Op een zondag ziet de dan 12-jarige Velásquez hoe een man met een machete iemands hoofd afhakt. Het gebeurt pal naast het ijssalon. "Ik was niet bang", beweert hij. "Alleen boos dat ze mijn lievelingsplek besmeurden." Aan geweld is hij dan al gewend. Er zijn vrijwel dagelijks schietpartijen in zijn wijk, waar verschillende criminele organisaties vechten om territorium. "Ik vervoerde wapens voor ze in mijn schooltas."

Op de hoek van de straat waar hij woonde zet hij de auto stil. "Op een middag hing ik hier met wat vrienden", vertelt hij. "Er stopte een auto met mannen van Escobar. Ze vroegen of iemand een baantje wilde."

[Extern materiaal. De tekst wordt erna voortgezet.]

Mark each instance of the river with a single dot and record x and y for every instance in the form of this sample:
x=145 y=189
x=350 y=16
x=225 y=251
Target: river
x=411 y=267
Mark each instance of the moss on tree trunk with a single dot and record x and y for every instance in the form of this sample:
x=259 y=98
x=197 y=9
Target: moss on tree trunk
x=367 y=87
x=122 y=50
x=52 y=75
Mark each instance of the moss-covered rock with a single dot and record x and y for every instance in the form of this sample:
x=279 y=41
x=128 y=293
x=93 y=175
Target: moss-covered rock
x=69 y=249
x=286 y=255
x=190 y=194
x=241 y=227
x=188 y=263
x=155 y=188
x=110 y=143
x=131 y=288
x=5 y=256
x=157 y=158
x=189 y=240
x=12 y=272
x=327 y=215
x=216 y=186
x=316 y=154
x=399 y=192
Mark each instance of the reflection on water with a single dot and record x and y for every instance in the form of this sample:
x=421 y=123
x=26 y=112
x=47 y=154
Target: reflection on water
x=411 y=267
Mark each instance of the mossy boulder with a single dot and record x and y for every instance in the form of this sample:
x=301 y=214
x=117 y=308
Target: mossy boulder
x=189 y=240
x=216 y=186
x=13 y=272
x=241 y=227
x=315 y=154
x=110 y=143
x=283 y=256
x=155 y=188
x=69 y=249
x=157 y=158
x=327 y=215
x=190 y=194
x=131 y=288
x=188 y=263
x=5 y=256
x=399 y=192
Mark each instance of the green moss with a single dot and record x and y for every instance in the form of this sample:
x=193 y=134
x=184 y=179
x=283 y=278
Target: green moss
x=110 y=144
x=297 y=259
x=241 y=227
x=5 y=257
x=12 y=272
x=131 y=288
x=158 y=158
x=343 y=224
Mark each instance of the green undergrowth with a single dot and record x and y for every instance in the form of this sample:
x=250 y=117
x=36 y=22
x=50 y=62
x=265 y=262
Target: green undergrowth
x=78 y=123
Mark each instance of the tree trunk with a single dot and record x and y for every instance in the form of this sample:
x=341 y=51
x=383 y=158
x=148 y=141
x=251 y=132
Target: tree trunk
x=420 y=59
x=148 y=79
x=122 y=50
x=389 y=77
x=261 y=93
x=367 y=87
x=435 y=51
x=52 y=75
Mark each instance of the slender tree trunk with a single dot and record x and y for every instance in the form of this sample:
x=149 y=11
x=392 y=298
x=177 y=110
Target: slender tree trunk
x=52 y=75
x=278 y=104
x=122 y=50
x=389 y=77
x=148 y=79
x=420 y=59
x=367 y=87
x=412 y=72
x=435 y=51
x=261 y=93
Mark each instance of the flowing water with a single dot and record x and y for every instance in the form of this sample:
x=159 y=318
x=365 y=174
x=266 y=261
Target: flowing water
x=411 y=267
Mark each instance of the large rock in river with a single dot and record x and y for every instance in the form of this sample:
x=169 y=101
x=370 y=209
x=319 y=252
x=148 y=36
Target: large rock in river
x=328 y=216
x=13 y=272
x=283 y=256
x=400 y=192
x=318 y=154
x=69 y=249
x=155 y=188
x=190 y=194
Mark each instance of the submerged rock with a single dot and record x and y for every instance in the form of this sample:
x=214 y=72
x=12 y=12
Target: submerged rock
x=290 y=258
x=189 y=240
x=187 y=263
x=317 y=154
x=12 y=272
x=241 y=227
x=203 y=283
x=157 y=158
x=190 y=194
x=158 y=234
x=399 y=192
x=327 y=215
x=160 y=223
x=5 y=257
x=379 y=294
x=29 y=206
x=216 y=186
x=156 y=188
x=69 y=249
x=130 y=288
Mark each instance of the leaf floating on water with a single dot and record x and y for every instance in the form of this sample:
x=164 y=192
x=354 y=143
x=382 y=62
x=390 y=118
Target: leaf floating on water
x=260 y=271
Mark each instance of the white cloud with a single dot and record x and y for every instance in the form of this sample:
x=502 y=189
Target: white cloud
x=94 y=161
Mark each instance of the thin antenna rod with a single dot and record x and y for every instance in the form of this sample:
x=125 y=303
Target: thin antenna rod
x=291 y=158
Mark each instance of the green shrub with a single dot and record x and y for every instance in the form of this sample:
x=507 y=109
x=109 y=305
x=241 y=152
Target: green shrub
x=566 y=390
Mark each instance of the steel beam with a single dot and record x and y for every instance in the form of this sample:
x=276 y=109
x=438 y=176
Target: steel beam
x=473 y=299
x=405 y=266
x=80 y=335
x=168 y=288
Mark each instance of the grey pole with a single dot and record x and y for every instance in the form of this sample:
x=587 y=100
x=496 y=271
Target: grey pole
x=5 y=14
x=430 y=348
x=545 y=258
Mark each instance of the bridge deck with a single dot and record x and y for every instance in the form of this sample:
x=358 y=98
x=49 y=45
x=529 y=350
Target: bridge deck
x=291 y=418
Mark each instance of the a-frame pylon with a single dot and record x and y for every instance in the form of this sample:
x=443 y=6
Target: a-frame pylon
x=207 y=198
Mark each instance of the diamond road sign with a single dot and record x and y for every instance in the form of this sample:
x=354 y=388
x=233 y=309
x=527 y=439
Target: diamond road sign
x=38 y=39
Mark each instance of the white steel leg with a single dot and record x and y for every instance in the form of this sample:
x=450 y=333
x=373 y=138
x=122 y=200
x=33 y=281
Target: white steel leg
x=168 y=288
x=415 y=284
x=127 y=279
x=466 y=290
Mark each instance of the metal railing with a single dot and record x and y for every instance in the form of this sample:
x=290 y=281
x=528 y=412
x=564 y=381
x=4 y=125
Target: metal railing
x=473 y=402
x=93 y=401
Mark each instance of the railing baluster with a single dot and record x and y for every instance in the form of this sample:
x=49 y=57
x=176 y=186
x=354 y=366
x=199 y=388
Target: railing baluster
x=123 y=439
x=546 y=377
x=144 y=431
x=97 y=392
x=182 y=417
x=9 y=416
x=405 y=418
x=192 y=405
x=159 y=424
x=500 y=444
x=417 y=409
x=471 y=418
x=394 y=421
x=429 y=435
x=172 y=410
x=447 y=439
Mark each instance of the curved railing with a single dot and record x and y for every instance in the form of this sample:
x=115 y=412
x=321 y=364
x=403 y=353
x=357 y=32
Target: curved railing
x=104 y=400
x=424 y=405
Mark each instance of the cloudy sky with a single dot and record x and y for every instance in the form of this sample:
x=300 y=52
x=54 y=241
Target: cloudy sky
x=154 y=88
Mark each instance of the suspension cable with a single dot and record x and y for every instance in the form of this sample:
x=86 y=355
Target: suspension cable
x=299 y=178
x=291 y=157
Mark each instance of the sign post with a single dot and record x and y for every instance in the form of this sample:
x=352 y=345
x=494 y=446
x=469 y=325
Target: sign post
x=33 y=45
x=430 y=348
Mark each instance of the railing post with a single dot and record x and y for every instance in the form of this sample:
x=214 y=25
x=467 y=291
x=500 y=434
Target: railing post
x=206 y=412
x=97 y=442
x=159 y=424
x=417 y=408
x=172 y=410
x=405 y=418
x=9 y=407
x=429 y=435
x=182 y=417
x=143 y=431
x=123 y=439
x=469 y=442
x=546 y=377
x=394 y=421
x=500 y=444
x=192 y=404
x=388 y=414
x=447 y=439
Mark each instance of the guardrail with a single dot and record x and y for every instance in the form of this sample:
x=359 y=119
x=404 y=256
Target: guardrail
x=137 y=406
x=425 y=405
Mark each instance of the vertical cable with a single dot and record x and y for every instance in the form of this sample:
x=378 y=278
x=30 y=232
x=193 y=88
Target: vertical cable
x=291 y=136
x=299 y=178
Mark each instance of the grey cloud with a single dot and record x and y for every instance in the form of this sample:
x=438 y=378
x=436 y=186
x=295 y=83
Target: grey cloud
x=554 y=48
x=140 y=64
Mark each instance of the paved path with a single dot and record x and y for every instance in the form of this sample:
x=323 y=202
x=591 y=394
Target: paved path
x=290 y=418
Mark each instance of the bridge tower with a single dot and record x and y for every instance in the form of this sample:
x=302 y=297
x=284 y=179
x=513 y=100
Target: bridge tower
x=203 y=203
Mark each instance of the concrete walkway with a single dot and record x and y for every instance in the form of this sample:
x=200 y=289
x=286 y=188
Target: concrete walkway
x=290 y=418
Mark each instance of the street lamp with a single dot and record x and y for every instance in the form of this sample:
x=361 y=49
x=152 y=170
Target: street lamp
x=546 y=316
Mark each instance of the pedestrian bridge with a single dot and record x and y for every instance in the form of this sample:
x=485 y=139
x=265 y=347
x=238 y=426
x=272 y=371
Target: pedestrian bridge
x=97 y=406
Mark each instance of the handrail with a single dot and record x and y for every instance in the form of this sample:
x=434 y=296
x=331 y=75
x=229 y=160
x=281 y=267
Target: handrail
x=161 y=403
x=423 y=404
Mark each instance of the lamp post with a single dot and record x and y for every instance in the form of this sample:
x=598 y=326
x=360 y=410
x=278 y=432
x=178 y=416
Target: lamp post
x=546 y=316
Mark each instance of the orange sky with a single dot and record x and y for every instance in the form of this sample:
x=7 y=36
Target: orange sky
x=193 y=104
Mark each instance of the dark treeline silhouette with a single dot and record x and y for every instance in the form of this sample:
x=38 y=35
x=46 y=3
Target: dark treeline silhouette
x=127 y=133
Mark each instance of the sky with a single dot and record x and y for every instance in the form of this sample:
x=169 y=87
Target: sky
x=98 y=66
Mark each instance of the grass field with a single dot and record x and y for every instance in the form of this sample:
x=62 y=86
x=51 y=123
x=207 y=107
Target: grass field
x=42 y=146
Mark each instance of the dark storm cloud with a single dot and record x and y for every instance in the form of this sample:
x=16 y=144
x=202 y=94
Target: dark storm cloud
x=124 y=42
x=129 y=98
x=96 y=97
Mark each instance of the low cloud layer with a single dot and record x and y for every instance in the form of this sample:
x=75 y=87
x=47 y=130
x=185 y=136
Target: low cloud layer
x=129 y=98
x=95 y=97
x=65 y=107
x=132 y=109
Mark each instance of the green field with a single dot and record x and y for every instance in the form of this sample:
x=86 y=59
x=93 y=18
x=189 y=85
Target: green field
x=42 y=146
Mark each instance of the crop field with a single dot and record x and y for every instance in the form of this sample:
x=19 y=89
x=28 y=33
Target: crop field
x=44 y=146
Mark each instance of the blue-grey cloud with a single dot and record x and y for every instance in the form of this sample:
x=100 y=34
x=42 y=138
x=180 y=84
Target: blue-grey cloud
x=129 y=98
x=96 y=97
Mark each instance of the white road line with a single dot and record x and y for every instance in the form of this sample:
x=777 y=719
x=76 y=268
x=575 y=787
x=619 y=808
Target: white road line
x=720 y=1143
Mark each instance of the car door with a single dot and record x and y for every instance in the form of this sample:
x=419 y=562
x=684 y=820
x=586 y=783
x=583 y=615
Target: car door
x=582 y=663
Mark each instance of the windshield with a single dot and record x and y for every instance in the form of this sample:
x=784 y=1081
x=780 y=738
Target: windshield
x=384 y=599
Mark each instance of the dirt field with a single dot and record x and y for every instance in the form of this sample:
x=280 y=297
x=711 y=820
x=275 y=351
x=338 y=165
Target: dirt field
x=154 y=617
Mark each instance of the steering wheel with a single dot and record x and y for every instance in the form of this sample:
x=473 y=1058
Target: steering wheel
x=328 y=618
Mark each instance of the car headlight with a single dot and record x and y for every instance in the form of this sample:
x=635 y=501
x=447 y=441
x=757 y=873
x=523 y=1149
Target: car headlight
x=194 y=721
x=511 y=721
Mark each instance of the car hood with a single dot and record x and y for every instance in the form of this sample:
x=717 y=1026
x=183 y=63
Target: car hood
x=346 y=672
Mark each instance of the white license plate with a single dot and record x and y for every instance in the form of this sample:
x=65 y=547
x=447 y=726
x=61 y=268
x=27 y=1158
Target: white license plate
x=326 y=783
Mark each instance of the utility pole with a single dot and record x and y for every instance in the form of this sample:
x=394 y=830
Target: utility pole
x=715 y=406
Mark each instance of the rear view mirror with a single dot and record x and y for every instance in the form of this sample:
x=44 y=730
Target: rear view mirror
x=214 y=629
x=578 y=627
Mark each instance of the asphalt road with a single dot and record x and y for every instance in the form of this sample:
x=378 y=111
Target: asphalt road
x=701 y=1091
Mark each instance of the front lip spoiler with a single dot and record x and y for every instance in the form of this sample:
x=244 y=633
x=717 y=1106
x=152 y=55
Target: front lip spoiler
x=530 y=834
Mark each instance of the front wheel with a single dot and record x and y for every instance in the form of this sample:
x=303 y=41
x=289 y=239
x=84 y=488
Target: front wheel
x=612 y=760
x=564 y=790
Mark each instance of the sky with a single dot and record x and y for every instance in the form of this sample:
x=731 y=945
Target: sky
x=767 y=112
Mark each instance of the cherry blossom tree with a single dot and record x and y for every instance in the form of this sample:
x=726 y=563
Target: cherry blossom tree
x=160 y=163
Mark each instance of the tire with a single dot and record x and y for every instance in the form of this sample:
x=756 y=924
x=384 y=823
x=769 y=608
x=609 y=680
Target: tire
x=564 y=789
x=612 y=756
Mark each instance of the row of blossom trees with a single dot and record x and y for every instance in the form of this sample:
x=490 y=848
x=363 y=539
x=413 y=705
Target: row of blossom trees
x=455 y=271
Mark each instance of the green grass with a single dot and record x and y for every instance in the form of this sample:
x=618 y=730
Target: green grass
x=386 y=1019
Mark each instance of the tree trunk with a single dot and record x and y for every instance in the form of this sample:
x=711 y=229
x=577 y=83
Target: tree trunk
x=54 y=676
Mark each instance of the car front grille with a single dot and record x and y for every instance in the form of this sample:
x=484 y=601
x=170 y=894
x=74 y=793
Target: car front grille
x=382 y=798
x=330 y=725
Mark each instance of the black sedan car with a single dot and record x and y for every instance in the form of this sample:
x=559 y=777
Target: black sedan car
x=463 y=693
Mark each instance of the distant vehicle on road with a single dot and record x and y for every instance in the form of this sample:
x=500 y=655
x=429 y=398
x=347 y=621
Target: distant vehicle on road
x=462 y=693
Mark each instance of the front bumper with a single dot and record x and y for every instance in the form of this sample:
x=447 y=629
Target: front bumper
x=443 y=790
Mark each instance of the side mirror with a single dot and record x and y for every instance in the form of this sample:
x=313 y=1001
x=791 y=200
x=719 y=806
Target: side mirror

Velásquez is dan 17. Hij is al een tijdje op zoek naar werk, "het liefst iets met wapens". Een jaar eerder had hij zich aangemeld bij de marine. Aan zijn kortstondige carrière hield hij alleen de bijnaam Popeye over. Daarna deed hij een poging op de politieacademie, ook daarop was hij gauw uitgekeken. Het aanbod van Escobars mannen komt als geroepen.

Velásquez begint als chauffeur van een van de minnaressen van Escobar, maar werkt zich snel op in het Medellín-kartel. "El Patrón (de baas) zag dat ik ambitieus en loyaal was", verklaart hij. De liefde komt van twee kanten: "Escobar was God voor mij", aldus Velásquez. "Als hij nog leefde, zou ik hem dienen."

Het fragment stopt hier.